第3話 対決アンデット
逃げても逃げても、しつこく追いかけてくるガイコツの化け物。
「クカカカ、どこに逃げても無駄だ」
観念して姿を現す護だが、一つ気になる事が。
「てゆーか、あんた誰?」
「あぁ? 今それを聞く? しゃあねーなぁ教えてやるよ、俺様はソウルイーター。魂を食らうアンデット」
まさか、こいつも魔界の魔族なのか? ロールプレイングゲームならアンデットは光か炎に弱いはず。しかし、魔力が戻らないから魔法が使えない。
完全に打つ手なし。
「あんたも魔族?」
「クカカカ、そうだ。人間の魂を食らう為に魔界からわざわざやってきたぜ」
やはり、こいつも魔族か……と、面倒くさそうな顔をする。どうやって人間界に来たなんて、聞く気もさらさらなかった。
「取り敢えず、お前を食わせろ」
「イヤです」
ソウルイーターが護に突進してきたが、危険を察知した護の手から炎が現れた。魔力は尽きたはずなのに……思い返してみると、佐藤さんの娘の幽霊、愛理に驚かされて倒れ込んだ。その後佐藤さん親子に解放された。
「謎は解けた……」
倒れ込んだのが幸いし、眠っている間に魔力が回復していたのが幸運だった。神様はまだ、護を見捨ててはいない。
「て、テメー、魔法使いか? 聞いてねーぞ」
「聞かしてないもーん」
護が出した炎で、ソウルイーターの目を眩ませる事に成功。光の届かない暗がりに身を潜め、臨戦体勢を作り出す。隠れても臭いで居場所がバレてしまう。
「もう、かくれんぼは飽きたぜ……観念して出てきな」
ガタンと物音がした、居場所を教えるかの様に。
「そこか……」
ゆっくりと足踏みをし、物音のした方向に歩み寄るソウルイーター。何の違和感も感じず、ただひたすら獲物を狩るように。ガツンと、何かに当たったソウルイーターが勢いで転んでしまった。
「よっ」
「テメー何しやがった?」
転んだのを見計らい、何事もなかったように護が姿を表した。護の手には、どこかに落ちていたワイヤーがあった。

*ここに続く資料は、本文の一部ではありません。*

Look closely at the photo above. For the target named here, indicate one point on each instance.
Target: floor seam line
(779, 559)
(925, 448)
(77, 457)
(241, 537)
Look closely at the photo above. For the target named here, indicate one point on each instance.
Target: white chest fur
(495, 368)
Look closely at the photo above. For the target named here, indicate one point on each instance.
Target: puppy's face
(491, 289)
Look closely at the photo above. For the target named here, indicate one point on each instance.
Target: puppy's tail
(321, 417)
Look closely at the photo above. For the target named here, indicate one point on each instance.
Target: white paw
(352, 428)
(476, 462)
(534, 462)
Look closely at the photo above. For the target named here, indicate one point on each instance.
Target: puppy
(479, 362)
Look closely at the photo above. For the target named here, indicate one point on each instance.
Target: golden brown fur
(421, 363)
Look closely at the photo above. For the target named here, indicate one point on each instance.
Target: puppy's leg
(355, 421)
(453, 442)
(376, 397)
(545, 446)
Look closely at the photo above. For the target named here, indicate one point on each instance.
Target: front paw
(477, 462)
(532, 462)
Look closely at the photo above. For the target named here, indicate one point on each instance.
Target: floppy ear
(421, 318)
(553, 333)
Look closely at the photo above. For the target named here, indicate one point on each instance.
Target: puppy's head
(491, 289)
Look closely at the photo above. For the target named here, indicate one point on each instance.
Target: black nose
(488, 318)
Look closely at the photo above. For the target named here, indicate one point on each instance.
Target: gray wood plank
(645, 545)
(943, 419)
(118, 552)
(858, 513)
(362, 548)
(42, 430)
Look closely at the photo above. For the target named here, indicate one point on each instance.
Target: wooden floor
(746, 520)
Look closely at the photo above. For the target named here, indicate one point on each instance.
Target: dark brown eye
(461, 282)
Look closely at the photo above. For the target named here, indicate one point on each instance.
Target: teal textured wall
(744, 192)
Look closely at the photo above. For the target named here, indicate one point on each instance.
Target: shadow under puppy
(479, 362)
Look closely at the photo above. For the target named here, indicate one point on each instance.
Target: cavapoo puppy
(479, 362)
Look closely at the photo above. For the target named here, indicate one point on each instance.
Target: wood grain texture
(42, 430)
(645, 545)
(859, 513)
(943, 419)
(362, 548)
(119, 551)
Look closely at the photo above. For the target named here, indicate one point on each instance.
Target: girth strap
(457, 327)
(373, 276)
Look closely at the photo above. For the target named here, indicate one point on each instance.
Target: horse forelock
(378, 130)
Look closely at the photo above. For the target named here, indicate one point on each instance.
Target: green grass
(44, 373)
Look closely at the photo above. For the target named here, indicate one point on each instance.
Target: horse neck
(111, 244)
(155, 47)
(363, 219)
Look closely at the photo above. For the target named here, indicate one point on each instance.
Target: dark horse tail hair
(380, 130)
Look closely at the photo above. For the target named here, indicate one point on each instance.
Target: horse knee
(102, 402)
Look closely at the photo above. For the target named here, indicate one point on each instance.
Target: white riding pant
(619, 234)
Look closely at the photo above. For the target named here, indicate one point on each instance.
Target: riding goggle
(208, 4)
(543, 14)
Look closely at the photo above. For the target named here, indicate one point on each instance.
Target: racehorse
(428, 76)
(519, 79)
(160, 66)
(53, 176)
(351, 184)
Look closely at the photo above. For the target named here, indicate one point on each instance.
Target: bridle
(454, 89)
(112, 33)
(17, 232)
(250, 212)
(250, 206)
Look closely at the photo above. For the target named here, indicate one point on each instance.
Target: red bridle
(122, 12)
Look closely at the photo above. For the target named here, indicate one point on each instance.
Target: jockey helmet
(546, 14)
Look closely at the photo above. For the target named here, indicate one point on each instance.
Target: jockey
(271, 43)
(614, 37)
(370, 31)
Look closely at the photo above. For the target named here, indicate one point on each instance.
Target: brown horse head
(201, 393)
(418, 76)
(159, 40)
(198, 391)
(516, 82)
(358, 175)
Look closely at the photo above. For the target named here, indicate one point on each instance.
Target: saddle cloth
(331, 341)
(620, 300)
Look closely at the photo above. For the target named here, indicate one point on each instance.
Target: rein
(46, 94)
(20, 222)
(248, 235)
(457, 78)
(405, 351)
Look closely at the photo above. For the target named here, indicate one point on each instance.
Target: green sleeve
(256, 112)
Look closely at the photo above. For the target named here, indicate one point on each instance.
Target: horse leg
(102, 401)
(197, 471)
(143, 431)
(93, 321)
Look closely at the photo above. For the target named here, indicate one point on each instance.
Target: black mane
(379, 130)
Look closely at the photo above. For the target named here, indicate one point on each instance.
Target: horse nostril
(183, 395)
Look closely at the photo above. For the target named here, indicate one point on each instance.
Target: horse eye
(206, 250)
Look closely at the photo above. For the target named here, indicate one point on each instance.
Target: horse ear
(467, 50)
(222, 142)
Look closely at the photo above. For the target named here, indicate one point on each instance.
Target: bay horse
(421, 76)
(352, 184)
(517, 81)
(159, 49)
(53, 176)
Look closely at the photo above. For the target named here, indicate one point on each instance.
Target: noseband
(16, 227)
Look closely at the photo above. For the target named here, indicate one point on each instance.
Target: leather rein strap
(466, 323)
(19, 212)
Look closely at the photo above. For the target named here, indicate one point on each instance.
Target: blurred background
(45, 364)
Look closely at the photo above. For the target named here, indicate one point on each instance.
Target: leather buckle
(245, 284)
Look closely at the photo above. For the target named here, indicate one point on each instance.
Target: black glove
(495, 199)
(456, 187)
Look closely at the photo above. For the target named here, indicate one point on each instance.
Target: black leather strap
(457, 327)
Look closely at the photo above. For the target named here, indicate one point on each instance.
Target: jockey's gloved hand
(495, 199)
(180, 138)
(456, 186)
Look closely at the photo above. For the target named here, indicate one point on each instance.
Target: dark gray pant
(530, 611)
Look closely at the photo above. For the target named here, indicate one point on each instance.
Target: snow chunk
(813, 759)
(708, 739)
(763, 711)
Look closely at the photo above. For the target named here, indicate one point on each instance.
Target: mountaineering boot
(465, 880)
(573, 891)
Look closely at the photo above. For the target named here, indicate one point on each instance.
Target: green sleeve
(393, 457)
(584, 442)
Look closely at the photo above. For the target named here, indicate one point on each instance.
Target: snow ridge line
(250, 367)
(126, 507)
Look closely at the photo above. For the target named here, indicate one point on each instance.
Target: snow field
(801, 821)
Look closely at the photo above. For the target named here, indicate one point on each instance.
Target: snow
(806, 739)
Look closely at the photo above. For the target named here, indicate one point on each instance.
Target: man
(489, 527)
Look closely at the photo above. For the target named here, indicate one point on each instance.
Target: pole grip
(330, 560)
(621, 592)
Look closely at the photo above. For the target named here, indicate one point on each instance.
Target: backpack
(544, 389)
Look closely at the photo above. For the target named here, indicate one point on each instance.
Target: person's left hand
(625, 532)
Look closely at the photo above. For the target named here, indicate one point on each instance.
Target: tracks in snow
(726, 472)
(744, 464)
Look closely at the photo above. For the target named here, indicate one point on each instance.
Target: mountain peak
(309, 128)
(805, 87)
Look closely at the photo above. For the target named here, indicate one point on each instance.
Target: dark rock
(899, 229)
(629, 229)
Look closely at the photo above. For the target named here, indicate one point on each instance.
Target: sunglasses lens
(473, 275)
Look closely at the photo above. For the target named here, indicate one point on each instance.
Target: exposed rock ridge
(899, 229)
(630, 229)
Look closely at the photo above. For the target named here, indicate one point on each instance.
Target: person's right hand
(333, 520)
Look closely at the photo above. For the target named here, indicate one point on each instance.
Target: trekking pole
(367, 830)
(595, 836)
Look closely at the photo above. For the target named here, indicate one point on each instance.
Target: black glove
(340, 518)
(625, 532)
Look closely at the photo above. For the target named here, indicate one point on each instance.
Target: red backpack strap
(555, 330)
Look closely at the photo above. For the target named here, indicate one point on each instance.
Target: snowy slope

「いやー、ここって調理場だったのね。しかも、道中ワイヤー拾ってさー、使えるかなと思ったら、見事に引っ掛かったな」
調理場に逃げ込む道中に、ワイヤーを拾い、暗がりを利用しソウルイーターを引っかけて、転ばす作戦に躍り出るが見事に成功。
「しかし、まぁ良い光景だなぁ」
「んだとーテメー、マジぶっ殺してやる」
「お前、気づいてねーの?」
「へっ?」
さっきの護が仕掛けたトラップにより、ソウルイーターの背骨が抜かれ、骨盤が支えられなくなり、立つ事も出来なくなっている。慌てて修復しようとしたが、そうはさせまいと護がお玉を武器に、ソウルイーターの背骨をだるまおとしの様に叩いていく。
「うっ、や、やめろー」
無情にもソウルイーターの体はバラバラとなり、頭蓋骨だけが残る。
「テメー、このやろー」
体はバラバラでも、頭部だけがまだ宙に浮き護に襲いかかるが、何故かこれ以上前に進めない。
「回りを見てみな」
護が手から炎を出し、灯りを灯すと回りにワイヤーがソウルイーターの周辺に張り巡らせていた。
「いつの間に?」
更に調理場にあった未開封のサラダ油を取りだし、ワイヤーにまんべんなくかけ始める。
「さぁ、何がしたいかわかるよね?」
「おい、お前まさか」
そのまさか。手から炎を出し油まみれのワイヤーに火をかけると瞬く間に炎がワイヤーを伝ってソウルイーターの体を焼き尽くす。頭蓋骨だけが残り、浮遊して逃げようとしたが。
「レクイエムシュート」
と、叫びながら護のファイヤーボールが炸裂したのだった。
「ぎょえぇー」
「ざまぁみろ、化け物」
護が中指を立てながら、ソウルイーターの魂が天に上り消えて行くのを確認したと同時に、知らない男の人の魂が入れ替わりで目の前にいる。
「はっ、私は確か、化け物に食われて…そこの君、小さい女の子を連れた女性を見なかった?」
直ぐにわかった、佐藤さんの事だと。護が解放されていた部屋にいるはずだと言い、男の幽霊は猛ダッシュして去っていく。
「よしこぉぉーーあいりぃぃーーパパが今、そっちに行くぞー」
「あの人、佐藤よしこさんて言うんだ…」
ソウルイーターが倒され、何となく廃墟のホテルに清々しい空気が流れてきた。取り敢えず帰ろうとしたのだが、入り口前に佐藤さん親子が待ち構えていた。はっきり言って心臓に悪い。
「お兄さん、ありがとう。これで成仏できますわ」
「あはは、良かったですね。あの世でも幸せに」
「もし、あなたが死んだら、私はあなたと浮気しちゃうかも」
旦那が戻って来たのに、小声で護に囁くが、取り敢えず早く逝けと言いたい。別れを告げると、佐藤さん親子は無事成仏し、護も知らぬ間に手を合掌。
「さて、帰るかな」
帰る頃には、綺麗な夕焼け空が護を出迎えてくれた。今回わかった事、魔物と言うか魔族の姿が見える、霊感があるわけじゃないが、幽霊が見える。これに、懲りて二度と心霊スポットに足は踏み入れないと誓いを立てた。